Compression Settings
Taming dynamics so nothing's too loud or too quiet. Every knob explained — threshold, ratio, attack, release, gain, knee — plus go-to starting settings and why good compression is invisible.
Compression limits dynamic range — the gap between loud and soft. You hear tons of it on Spotify and the radio (everything arrives at an even level); a live symphony, by contrast, has zero compression — whisper-quiet one moment, huge the next. Compression squashes those peaks and valleys so a source stays in a controllable, consistent zone.
Classic example: a lead vocalist who’s quiet one moment and belting the next. Compression handles those extremes for you. Brian uses it on a good 80–90% of sources.
The controls
- Threshold — the level (in dB) at which compression kicks in. Below it, nothing happens; above it, the compressor acts.
- Ratio — how hard it pushes back once over the threshold. At 4:1 it takes 4 dB of input to get 1 dB of output past the threshold. Higher = more aggressive; gentle is ~2:1.
- Attack — how fast it clamps down. Instant usually sounds unnatural and clipped, so back it off. ~10–20 ms lets it breathe and sound natural.

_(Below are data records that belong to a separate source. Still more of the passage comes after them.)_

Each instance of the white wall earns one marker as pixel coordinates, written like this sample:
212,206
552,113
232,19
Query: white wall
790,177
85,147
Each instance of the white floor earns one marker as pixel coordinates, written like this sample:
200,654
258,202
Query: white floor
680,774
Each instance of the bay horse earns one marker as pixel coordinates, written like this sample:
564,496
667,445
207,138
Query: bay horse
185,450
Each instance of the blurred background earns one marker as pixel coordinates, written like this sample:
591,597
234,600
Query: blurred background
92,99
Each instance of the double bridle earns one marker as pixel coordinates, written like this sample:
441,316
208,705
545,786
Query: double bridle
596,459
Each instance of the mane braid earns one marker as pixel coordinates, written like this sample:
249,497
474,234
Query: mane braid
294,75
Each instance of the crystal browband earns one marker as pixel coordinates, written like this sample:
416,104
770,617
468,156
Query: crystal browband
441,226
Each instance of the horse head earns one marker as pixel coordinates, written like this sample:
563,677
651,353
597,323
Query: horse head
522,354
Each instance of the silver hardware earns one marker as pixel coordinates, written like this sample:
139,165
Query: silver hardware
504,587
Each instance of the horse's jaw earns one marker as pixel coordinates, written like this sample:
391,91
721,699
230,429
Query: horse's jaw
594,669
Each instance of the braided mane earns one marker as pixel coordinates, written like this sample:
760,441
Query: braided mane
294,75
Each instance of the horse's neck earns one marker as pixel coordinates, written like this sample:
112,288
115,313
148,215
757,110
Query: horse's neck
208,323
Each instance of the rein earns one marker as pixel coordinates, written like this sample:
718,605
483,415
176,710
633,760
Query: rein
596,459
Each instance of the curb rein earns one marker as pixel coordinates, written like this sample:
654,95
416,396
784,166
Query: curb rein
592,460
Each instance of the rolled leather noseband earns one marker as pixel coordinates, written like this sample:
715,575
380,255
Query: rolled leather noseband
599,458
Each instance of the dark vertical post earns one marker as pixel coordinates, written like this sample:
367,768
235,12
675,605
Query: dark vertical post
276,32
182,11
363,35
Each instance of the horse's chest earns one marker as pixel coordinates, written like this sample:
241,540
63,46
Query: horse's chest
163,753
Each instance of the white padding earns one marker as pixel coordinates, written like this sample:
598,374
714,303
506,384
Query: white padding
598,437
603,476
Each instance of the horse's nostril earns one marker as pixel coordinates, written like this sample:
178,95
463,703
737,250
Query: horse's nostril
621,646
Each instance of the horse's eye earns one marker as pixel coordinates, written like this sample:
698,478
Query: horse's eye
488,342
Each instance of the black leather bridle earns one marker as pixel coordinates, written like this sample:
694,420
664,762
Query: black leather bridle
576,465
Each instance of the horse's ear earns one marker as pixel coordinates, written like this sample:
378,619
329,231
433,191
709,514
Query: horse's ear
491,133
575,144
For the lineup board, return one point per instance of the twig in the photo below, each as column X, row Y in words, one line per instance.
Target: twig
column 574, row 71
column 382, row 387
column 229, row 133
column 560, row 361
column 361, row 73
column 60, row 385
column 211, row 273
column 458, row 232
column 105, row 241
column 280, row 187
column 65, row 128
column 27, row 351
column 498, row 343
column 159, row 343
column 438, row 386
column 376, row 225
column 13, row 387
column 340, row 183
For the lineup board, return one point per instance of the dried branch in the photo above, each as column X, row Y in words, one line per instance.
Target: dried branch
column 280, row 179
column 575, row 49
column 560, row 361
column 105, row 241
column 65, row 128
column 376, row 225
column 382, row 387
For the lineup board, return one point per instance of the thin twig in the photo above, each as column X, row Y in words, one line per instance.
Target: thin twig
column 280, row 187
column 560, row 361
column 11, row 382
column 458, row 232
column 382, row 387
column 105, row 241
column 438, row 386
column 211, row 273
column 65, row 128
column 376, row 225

- Release — how fast it lets go. Faster release for transient sources (kick, snare); slower/longer for smooth, melodic things (bass, vocals) to sound smoother.
- Output (makeup) gain — compression lowers overall level, so add gain back to match. Push back ~6 dB → add ~6 dB.
- Knee — hard kicks in abruptly at the threshold; soft eases in more gently. (More advanced — leave on auto if unsure. No shame in the auto release button either.)
Watch the GR (gain reduction) meter to see how much it’s pushing back.
Go-to starting point
If a friend called and didn’t know where to start:
- Ratio: about 3:1 to 4:1 on most things.
- Threshold: set so it’s pushing back about −6 dB on the louder parts (a bit more on peaks is fine).
- Attack: ~15–20 ms; Release: faster for drums, slower for vocals/bass.
- Add output gain back to match the bypassed level.
Don’t overdo the built-in compressor
This course uses each console’s built-in compressor on purpose — they’re good, not great. Used moderately they sound fine; crushed really hard they don’t respond as nicely as a premium unit. Be judicious.
The whole goal: invisible compression. You, the engineer, know it’s working; the average listener should never hear it. The more extreme you go, the more it starts to sound compressed — and the less natural it gets.
Hear it on different sources
- Bass — moderate compression smooths the tone and helps it sit. Extreme settings get audibly “plunky” — sometimes good, usually too much.
- Kick — a great way to hear attack: a super-fast attack clips off the punch and sounds terrible; backing it off to ~15 ms instantly sounds natural. Quicker release keeps it punchy and consistent.
- Vocals — where compression matters most. Many consoles include premium modeled compressors (e.g. an LA-2A emulation). These are dead simple — often just one reduction knob, no attack/release to set — and let you compress harder while still sounding natural. If your board has them, use them.
How to actually learn it
Don’t try to find the subtlety of a kick-drum attack control on a Sunday morning with the whole band waiting. Instead, run multitracks through a virtual soundcheck midweek and just play until you hear what sounds good. (If you’re still on an old analog board, a digital console — even a ~$1,500 Behringer X32 — is worth it for exactly this.) Spend half a day on it; hands-on beats any explanation.
Use your ears, not your eyes.
Application
- Set the go-to starting point (4:1, −6 dB GR) on a vocal and a kick, then tweak by ear.
- Midweek, run a virtual soundcheck and deliberately push compression to extremes so you can hear what each knob does.
- Find out whether your console has premium/modeled compressors and put one on your lead vocal.